Выехали через час с небольшим. Брежнев и Гапуров ехали в «Чайке», мы с Медведевым и охранником главы республики, севшим рядом с водителем — в чёрной «Волге». Впереди нашей маленькой колонны двигалась уже «Волга» ГАИ с мигалкой на крыше, позади нас — гаишный «Жигулёнок».
Главной достопримечательностью этой местности, которая даже в местную зиму, больше похожую на осень, выглядела достаточно живописно, я посчитал огромную, древнюю чинару о восьми стволах. У нее даже было название «Семь братьев и одна сестра». Глава местного самоуправления, буквально светившийся от счастья, что в его владения пожаловали столько высокие гости, тут же рассказал связанную с чинарой легенду. Если коротко, то суть такова. У садовода Бахарлы и его жены Айджамал рождались только сыновья.
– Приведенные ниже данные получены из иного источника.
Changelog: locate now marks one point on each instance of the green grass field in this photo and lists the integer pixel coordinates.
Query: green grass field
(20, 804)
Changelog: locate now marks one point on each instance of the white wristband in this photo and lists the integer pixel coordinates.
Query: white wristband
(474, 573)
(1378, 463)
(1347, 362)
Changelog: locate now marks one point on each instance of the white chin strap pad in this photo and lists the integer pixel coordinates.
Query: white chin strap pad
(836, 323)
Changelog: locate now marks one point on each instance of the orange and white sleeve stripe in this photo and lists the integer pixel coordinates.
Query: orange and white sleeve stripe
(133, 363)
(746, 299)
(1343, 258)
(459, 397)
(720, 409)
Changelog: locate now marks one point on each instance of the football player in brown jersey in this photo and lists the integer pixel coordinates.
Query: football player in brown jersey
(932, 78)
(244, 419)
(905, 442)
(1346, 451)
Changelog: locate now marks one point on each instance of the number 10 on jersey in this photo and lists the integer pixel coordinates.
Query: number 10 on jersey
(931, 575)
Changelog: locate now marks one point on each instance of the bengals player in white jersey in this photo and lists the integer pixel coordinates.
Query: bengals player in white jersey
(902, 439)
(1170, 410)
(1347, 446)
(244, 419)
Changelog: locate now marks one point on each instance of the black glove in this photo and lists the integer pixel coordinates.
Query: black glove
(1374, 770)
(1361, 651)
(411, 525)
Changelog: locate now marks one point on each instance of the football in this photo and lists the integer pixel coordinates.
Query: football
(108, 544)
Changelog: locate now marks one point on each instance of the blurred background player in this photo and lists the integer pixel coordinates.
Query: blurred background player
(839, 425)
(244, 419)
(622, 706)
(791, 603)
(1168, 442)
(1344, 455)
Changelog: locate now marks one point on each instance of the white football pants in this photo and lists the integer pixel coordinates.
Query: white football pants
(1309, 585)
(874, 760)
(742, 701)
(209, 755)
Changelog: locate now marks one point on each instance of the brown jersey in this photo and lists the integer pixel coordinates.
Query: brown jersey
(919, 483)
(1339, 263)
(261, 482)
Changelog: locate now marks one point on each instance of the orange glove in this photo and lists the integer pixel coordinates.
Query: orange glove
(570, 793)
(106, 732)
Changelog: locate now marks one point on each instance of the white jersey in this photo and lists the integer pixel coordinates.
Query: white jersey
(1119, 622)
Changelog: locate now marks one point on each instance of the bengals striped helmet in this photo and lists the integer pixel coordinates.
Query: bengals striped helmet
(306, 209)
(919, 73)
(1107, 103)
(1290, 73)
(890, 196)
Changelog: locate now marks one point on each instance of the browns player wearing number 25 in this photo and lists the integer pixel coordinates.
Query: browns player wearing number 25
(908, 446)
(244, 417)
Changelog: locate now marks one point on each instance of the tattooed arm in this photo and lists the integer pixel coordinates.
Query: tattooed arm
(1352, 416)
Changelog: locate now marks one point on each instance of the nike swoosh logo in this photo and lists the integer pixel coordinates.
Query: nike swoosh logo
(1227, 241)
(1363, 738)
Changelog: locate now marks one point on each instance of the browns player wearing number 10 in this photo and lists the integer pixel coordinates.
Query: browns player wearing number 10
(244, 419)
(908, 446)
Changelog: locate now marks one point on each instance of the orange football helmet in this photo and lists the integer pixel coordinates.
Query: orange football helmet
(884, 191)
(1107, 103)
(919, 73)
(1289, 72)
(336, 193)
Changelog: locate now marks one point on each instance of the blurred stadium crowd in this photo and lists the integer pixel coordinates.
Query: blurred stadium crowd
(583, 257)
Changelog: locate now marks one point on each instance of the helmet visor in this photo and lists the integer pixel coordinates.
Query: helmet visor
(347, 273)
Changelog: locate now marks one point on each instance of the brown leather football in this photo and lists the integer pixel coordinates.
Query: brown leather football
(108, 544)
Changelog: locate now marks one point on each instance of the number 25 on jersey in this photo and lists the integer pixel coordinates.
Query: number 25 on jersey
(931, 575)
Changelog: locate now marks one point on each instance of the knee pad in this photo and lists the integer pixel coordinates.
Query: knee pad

Однажды их самый младший, седьмой сын нашёл у речушки блестящий бирюзовый камушек и принёс домой. Мать обрадовалась и пошла к звездочёту показать находку сына. Звездочёт посмотрел на переливающийся тысячами оттенков камушек и велел растереть камешек в порошок и выбросить, иначе в их семье родится дочь и принесет им несчастье. Конечно, ничего с камнем садовод и его жена делать не стали, в итоге благополучно родилась дочь, которую нарекли Фирюзой, в честь камешка бирюзового. С 14 лет стали к ней свататься. Прислал и чужеземный царь свата, но девушка ему отказала. Разозлённый отказом царь отправил свои войска, чтобы захватить девушку силой. Братья, узнав о приближении чужеземных войск, вышли навстречу и в узком ущелье устроили засаду. Когда войска оказались в ущелье, братья с двух сторон, с вершин гор, сдвинули громадные камни. Камни, увлекая за собой лавину, обрушились на головы врагов. Непрошенные гости бежали в панике. Второй натиск неприятеля был сильнее первого. Братьям пришлось днём и ночью обрушивать камни на врагов. А юная Фирюза носила братьям воду.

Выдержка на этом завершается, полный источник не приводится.